5 years 10 months ago

In reply to by libcom.org

Submitted by Reddebrek on February 4, 2019

Its a very interesting book, and sort of a bridge between Marx or Engels early thoughts, though the vein of German nationalism with its frequent references to a German Republic one and indivisible as being the most advance of the revolutionary positions, and its criticisms of revolutionary groups and bodies for not doing more to build a unified Germany are disappointing,

And Chapter VIII is pretty awful with its predictions that Slavs like the Czechs will eventually be Germanised, and its calls for a revolutionary war against Russia partly to further unite Germany against a common foe and so the Polish can annexe territory to their east so Prussia won't have to give up the bits of Poland it nibbled away over the years sticks out like a sore thumb.

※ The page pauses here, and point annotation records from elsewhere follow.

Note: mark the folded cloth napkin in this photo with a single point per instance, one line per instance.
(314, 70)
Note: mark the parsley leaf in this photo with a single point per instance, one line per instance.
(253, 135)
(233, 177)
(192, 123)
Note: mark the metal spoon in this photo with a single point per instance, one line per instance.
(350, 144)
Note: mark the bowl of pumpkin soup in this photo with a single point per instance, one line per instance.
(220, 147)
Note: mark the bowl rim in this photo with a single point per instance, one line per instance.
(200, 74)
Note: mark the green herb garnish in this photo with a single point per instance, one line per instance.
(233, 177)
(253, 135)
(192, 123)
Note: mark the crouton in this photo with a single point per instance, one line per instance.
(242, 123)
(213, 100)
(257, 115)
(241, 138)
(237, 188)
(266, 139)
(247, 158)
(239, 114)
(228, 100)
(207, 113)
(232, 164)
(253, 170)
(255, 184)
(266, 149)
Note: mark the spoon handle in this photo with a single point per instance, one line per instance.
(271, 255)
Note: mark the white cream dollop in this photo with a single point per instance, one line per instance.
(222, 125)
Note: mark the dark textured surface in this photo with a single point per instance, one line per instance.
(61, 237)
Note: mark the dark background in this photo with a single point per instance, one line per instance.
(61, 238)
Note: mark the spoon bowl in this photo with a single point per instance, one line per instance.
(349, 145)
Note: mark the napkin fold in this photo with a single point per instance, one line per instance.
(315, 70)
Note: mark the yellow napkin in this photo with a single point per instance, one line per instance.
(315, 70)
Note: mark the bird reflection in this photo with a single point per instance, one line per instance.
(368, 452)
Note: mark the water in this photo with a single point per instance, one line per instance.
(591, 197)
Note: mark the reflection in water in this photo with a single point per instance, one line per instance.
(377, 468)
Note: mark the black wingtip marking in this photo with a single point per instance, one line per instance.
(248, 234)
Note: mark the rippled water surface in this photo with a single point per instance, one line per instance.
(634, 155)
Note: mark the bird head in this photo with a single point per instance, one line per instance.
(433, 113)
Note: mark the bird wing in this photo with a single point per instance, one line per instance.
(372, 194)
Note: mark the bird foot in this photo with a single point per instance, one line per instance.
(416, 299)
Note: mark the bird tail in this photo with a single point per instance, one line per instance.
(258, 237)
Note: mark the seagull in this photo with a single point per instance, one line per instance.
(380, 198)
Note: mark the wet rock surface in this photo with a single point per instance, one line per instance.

But as it often happens, dying Tschechian nationality, dying according to every fact known in history for the last four hundred years, made in 1848 a last effort to regain its former vitality—an effort whose failure, independently of all revolutionary considerations, was to prove that Bohemia could only exist, henceforth, as a portion of Germany, although part of her inhabitants might yet, for some centuries, continue to speak a non-German language.